A la maestra le costó un poco al principio creer lo del viaje a Arabia. Sin embargo, el argumento de mi apellido aderezado con  un mal construido árbol genealógico que partía de mi abuelo jordano le dieron un poco de solidez y fiabilidad a la historia. Recuerdo que en el cuento paseaba en camello, dormíamos en tiendas, visitábamos mezquitas y comprábamos artículos árabes en los bazares. En un alarde de veracidad le dije a mi maestra que mis padres habían decidido comprarle una sortija de esmeralda y que se la tenían guardada. Yo estaba tan embebido en mi propia exageración que en ningún momento tomé conciencia del problemón en que me estaba metiendo.

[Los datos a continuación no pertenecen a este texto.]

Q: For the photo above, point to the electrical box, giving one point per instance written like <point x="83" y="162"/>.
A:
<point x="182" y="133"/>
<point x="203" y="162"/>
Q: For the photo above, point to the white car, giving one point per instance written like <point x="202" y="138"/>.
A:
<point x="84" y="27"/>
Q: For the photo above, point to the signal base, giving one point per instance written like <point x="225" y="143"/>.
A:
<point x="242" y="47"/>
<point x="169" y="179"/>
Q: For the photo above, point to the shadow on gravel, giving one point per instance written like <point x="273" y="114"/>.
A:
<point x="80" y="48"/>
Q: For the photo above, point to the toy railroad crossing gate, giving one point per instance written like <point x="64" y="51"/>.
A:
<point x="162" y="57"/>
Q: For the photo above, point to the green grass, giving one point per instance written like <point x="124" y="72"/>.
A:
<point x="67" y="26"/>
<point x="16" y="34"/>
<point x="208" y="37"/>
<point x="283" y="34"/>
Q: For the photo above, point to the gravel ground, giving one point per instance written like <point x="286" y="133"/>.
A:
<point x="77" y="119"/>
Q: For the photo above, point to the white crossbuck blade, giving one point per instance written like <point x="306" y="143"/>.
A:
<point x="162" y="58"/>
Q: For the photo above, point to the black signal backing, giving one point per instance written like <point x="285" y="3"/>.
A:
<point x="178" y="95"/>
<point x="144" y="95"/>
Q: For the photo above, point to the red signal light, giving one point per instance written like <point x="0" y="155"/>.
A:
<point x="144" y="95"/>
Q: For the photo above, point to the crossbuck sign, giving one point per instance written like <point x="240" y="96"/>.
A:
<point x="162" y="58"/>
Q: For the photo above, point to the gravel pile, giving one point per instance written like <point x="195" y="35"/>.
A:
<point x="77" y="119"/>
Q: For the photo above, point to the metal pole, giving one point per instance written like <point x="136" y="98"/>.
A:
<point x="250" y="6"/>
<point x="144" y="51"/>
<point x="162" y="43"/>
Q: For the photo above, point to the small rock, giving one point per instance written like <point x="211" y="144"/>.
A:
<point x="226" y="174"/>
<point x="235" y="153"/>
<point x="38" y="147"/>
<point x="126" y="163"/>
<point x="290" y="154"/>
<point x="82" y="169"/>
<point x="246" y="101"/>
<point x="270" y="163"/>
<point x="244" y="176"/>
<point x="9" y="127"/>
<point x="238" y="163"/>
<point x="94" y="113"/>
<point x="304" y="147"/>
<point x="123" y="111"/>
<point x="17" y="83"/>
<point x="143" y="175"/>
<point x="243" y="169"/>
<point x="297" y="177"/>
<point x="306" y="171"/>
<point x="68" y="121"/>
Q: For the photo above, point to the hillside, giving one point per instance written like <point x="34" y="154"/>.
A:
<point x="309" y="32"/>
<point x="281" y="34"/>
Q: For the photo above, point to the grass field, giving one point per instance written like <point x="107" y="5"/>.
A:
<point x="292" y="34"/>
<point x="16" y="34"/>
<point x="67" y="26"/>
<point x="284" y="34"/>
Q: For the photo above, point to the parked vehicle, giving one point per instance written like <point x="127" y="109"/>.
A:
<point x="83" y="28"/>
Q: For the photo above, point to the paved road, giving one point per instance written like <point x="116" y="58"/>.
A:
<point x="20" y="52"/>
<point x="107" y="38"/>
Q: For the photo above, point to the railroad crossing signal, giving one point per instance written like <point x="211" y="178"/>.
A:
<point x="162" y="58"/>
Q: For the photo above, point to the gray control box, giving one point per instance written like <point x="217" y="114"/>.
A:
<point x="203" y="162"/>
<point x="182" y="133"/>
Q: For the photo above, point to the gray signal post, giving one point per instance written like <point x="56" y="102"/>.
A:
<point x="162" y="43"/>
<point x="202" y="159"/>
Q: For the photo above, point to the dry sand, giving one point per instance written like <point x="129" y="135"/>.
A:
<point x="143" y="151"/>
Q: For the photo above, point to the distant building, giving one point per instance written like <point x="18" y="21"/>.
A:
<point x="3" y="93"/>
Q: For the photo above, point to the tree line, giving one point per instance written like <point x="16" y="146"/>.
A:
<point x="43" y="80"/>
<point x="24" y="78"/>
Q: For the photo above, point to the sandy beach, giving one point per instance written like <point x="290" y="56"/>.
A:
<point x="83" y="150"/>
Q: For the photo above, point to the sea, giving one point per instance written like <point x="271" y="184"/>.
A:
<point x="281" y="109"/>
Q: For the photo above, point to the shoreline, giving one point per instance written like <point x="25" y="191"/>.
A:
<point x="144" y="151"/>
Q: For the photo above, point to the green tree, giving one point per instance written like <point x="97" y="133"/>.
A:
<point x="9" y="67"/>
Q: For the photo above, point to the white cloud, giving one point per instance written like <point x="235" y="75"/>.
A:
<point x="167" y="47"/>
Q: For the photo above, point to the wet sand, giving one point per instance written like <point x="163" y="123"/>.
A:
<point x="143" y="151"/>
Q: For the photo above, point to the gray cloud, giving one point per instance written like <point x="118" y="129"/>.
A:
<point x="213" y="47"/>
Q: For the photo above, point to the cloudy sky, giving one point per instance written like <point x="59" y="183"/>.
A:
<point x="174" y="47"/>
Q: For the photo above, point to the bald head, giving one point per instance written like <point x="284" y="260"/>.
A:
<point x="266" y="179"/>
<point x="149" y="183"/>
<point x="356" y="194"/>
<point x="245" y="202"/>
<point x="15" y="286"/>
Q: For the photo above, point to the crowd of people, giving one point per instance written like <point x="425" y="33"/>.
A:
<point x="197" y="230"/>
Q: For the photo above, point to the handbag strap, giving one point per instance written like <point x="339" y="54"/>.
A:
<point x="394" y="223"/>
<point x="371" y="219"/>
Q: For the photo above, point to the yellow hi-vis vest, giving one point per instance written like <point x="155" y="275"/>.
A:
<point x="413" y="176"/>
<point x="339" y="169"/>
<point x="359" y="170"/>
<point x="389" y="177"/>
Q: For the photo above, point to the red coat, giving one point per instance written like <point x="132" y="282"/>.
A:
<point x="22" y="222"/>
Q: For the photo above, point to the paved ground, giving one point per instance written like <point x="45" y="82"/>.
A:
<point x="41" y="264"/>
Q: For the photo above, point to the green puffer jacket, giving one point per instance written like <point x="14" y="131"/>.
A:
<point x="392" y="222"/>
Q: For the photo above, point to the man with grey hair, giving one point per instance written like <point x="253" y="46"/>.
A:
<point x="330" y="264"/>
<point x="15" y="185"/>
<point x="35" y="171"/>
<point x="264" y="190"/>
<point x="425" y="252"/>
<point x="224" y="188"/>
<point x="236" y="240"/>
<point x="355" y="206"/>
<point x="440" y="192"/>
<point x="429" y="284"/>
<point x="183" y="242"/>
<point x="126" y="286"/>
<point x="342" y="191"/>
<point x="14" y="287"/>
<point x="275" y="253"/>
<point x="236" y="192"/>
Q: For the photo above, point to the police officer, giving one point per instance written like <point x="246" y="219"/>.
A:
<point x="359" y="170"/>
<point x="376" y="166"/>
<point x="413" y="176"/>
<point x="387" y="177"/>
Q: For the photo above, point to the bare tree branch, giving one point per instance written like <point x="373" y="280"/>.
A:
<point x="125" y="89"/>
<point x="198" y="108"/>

El día de clases terminó sin mayores eventos hasta que mi mamá pasó a recogerme al mediodía. Apenas la maestra la vio entrar al salón se le acercó obsequiosa y se la llevó aparte. En ese momento me provocó desaparecer en una alfombra voladora. Minutos después ya estábamos en el carro, yo con las orejas calientes producto de un ejemplarizante templón y mi mamá roja de la pena.

En estos días me di cuenta de que cada vez que voy a decir una mentira las orejas se me calientan. Un trauma infantil, supongo.

 

Salvador Fleján 

Comentarios (8)

Generación Perdida
15 de septiembre, 2011

Excelente cuento!

Federico Vegas
15 de septiembre, 2011

Excelente,sí, y el cuento es de las pocas cosas que mientras más reducido mejor, pero confieso que me hubiera calado con gusto el embuste completo, de punta a punta, comenzando con el niño poniendo cara de fastidio y diciendo: –Otra vez tuvimos que ir a Jordania y visitar a la tía que vive en el oasis…

sandra
16 de septiembre, 2011

Felicitaciones al autor, hermoso y divertido cuento, ¿no tiene publicados otros?

Miguel Patiño
16 de septiembre, 2011

Una vez más.. sabroooosa escritura… ¿Dónde consigo tus libros? si es digital mejor pero para comprarlos y no para copiarlos… Un abrazo autor

Jaime
16 de septiembre, 2011

Aquí pueden leer varios textos de Salvador Fleján: http://prodavinci.com/author/salvador-flejan/

Alfonso Tusa
16 de septiembre, 2011

Muy bueno Salvador. Maravillosas imagenes de una época especial (la niñez)

Elissa
18 de septiembre, 2011

Refrescante y agradable lectura

Daniel Sanchez
26 de septiembre, 2011

Amigo Salvador, no se imagina usted como he evocado mis aburridas tardes de vacaciones con su cuento. Muchas gracias.